Tuesday, January 06, 2004

The Light that Burns Twice as Bright ...

... burns for half as long. An interesting AP report on the massive star recently discovered on the other edge of our galaxy.

ATLANTA (AP) -- The most massive and brightest star known is 5 million to 40 million times more luminous than the Earth's own star, the sun, and about 150 times more massive, but this stellar giant is destined to live a short life and then to erupt in a supernova explosion.

Astronomer Stephen Eikenberry of the University of Florida said the star, known as LBV1806-20, is on the edge of a cluster of stars on the far side of the Milky Way, some 45,000 light-years from the solar system.

In a presentation Monday at the national meeting of the American Astronomical Society, Eikenberry said the star burns at a temperature of 30,000 degrees to 60,000 degrees and has ballooned out to a diameter 200 times that of the sun.

The huge star actually defies theories of massive star formation, he said. Usually massive stars grow no bigger than about 100 solar masses. At that point, the energy outflow is so powerful that additional material is blown away.

LBV1806-20, however, formed near where a supernova exploded in the past. Eikenberry said this explosion may have compressed gas and dust, enabling the star to grow far beyond the usual size of stellar giants. He said the same area contains a baby star in the process of formation, along with several other large stars, all of which may have formed as the result of the earlier supernova.

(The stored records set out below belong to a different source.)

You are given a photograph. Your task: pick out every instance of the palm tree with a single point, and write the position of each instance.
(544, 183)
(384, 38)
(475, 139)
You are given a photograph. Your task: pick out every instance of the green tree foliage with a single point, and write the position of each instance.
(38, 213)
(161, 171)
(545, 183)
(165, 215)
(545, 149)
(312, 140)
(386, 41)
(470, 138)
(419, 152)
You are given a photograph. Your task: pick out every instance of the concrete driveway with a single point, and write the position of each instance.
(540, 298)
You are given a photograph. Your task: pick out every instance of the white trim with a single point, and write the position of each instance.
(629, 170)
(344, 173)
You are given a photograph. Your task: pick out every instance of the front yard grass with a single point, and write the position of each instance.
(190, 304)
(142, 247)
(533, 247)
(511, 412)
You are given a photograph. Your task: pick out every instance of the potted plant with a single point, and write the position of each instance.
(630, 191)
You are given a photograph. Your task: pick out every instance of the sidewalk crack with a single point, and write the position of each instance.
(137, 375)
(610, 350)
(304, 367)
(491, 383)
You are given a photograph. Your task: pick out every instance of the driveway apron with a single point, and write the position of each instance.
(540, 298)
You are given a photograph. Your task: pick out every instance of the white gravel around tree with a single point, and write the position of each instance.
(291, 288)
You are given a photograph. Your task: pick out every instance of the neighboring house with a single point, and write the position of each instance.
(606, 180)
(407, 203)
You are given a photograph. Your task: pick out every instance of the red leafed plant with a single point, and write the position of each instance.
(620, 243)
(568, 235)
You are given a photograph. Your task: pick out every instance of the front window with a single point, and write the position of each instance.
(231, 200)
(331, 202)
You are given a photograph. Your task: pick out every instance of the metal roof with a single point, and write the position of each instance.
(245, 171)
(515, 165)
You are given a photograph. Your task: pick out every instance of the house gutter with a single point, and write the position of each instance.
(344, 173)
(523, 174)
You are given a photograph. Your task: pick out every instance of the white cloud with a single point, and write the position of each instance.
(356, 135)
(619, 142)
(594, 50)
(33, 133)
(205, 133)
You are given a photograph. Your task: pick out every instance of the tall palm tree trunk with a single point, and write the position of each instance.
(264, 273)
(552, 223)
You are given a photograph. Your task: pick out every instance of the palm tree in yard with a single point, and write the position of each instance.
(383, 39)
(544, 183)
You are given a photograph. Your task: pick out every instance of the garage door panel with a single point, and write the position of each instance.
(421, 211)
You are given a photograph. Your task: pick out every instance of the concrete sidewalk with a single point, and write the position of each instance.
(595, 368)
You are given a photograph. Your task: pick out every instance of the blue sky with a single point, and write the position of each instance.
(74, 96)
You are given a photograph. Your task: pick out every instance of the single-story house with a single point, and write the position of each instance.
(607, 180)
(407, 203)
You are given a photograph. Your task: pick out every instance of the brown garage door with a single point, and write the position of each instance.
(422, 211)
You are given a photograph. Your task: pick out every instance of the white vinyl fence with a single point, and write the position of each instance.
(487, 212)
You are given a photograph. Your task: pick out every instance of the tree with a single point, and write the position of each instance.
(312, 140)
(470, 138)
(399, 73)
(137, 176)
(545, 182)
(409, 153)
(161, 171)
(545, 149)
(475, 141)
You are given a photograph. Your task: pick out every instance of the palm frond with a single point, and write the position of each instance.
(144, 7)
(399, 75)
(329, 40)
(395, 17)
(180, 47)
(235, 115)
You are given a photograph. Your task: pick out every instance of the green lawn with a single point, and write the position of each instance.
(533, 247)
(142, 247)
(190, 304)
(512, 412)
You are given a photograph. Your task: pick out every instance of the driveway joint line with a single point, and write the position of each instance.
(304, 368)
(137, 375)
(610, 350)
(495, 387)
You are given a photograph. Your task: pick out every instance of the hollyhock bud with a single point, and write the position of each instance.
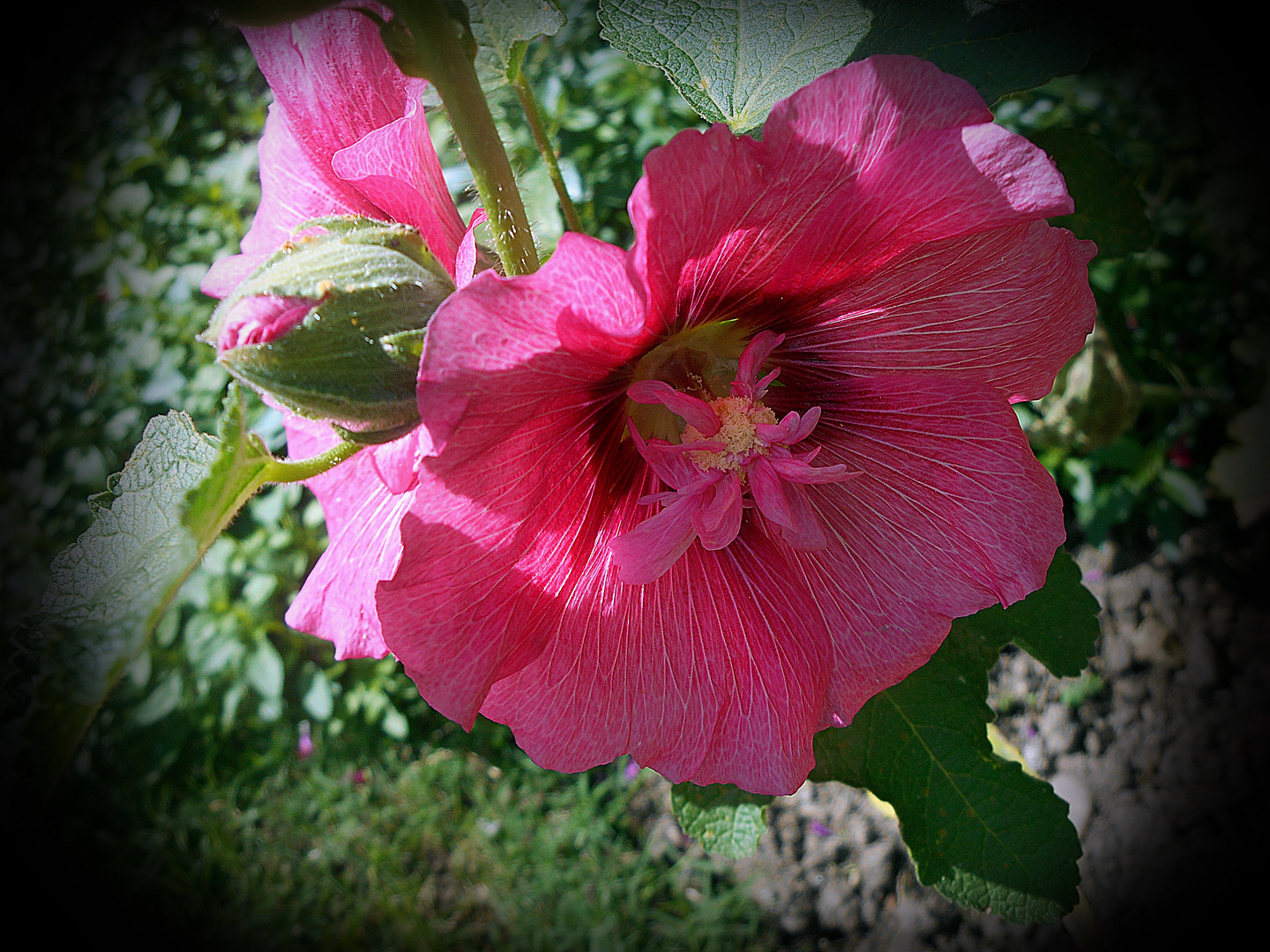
(331, 325)
(1094, 400)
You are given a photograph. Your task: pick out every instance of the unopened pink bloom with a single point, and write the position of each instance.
(884, 248)
(346, 135)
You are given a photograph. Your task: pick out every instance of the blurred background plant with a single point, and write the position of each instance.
(387, 822)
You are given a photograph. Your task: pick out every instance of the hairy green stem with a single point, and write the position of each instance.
(297, 470)
(449, 68)
(525, 93)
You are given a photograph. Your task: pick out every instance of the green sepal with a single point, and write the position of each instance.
(355, 357)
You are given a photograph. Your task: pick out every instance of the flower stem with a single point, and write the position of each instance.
(525, 93)
(447, 66)
(297, 470)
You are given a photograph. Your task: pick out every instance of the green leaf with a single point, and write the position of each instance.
(107, 593)
(1000, 48)
(1109, 208)
(1057, 625)
(978, 828)
(503, 28)
(721, 816)
(735, 58)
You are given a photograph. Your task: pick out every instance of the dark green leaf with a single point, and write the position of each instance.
(1109, 208)
(1057, 625)
(735, 60)
(978, 828)
(1000, 48)
(721, 816)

Eikenberry said massive stars generally only shine for about 2 million years, and LBV1806-20 is now middle-aged, about a million years old. Eventually, he said, such stars blow themselves apart and that without such explosions there would be no planets like the Earth teeming with life.(emphasis added)

As Carl Sagan said in his "Cosmos" series, "we are star stuff." The carbon, nitrogen, oxygen and other elements that constitute our bodies are the end-products of stellar supernovae that scattered these products of stellar fusion far and wide across the universe. I always find it awe-inspiring to ponder the reality that I and the seemingly mundane world around me are the results of such grand phenomena, and I think we owe a debt of gratitude to physicists like Hans Bethe for unravelling the secrets of nuclear fusion in stars.